In business, as in life, it’s often easier to “go along to get along.”
If the government imposes silly or invasive regulations, well, you can’t fight City Hall. It may seem prudent to simply comply, whatever the cost, and pass the expense along to your customers via higher prices.
Not everyone is willing to surrender without a fight.
From the Declaration of Independence through the Revolution, the Civil War through the civil rights movement, Americans have frequently been willing to fight back and assert their rights when overzealous governments tried to take them away. That’s still happening today.
The owners of Hobby Lobby and Conestoga Wood Specialties took their turn recently, when their lawyers argued before the Supreme Court. They object to a provision of Obamacare that violates their religious freedom because it mandates employers provide drugs and devices that can work not by preventing pregnancy, but by eliminating it by causing an early abortion.
These companies are headed by two great American families. The Greens of Oklahoma City own Hobby Lobby; the Hahns of Lancaster, Pa., run Conestoga Wood. Both families credit their success in life to their religious faith, which undergirds their business decisions.
Hobby Lobby, for example, owns more than 500 stores in 41 states. Don’t go there on Sunday, though, because they’re always closed. In fact, in today’s 24-hour-a-day culture, Hobby Lobby is open only 66 hours a week, to give employees plenty of time with friends and family. The company’s minimum wage for full-time employees is 90 percent higher than the federal minimum.
Likewise Conestoga. “My father founded the company on Christian principles,” Anthony Hahn told National Review last year. “Our faith is expressed in the way we run our business. Our goal in everything we do is to serve our customers and employees in a way that honors God.”
Obamacare directly challenges that right.

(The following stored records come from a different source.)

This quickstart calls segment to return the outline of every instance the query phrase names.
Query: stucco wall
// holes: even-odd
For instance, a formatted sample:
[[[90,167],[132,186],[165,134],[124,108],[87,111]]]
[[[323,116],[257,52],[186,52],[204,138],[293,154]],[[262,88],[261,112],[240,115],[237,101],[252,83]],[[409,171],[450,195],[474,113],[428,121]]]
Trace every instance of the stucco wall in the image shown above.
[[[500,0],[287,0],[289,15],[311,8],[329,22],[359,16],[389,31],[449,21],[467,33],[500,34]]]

The mandate (which, like most laws these days, was written in large part by bureaucrats at the Department of Health and Human Services, rather than by elected lawmakers), comes with crippling penalties for noncompliance. Businesses could face a fine of $36,500 per employee per year if it doesn’t provide all 20 contraceptive drugs mandated under the coercive rule. That totals to $95,000 per day for Conestoga, and a staggering $1.3 million per day for Hobby Lobby.
Both families oppose forms of contraception that result in an abortion. Compelling them to provide such drugs violates their freedom of religion.
Keep in mind that the Greens already provide 16 of the 20 contraceptives that the Obamacare mandate requires. As Anthony Hahn puts it, “Before the mandate, women already had access to all the drugs the mandate would force us to provide. They still have that access. We simply believe that those who have moral convictions against providing certain potentially life-ending drugs shouldn’t be forced to do so.”
However, the Obama administration wasn’t willing to compromise. That’s odd, as it’s been handing out waivers to just about anyone else. The Becket Fund (representing the Green family) notes that tens of millions have been excluded from this mandate for other reasons. On this ground, apparently, the federal government is prepared to make its stand.
We’ll see what the Supreme Court says. A ruling is expected in late June.
Regardless, just by standing up and speaking out, the Green and Hahn families have scored a victory for religious freedom in America. In doing so, they rightfully earned this year’s Salvatori Prize for American Citizenship, presented by the Heritage Foundation in New Orleans last week. Hopefully, this is just the first of many accolades they’ll share.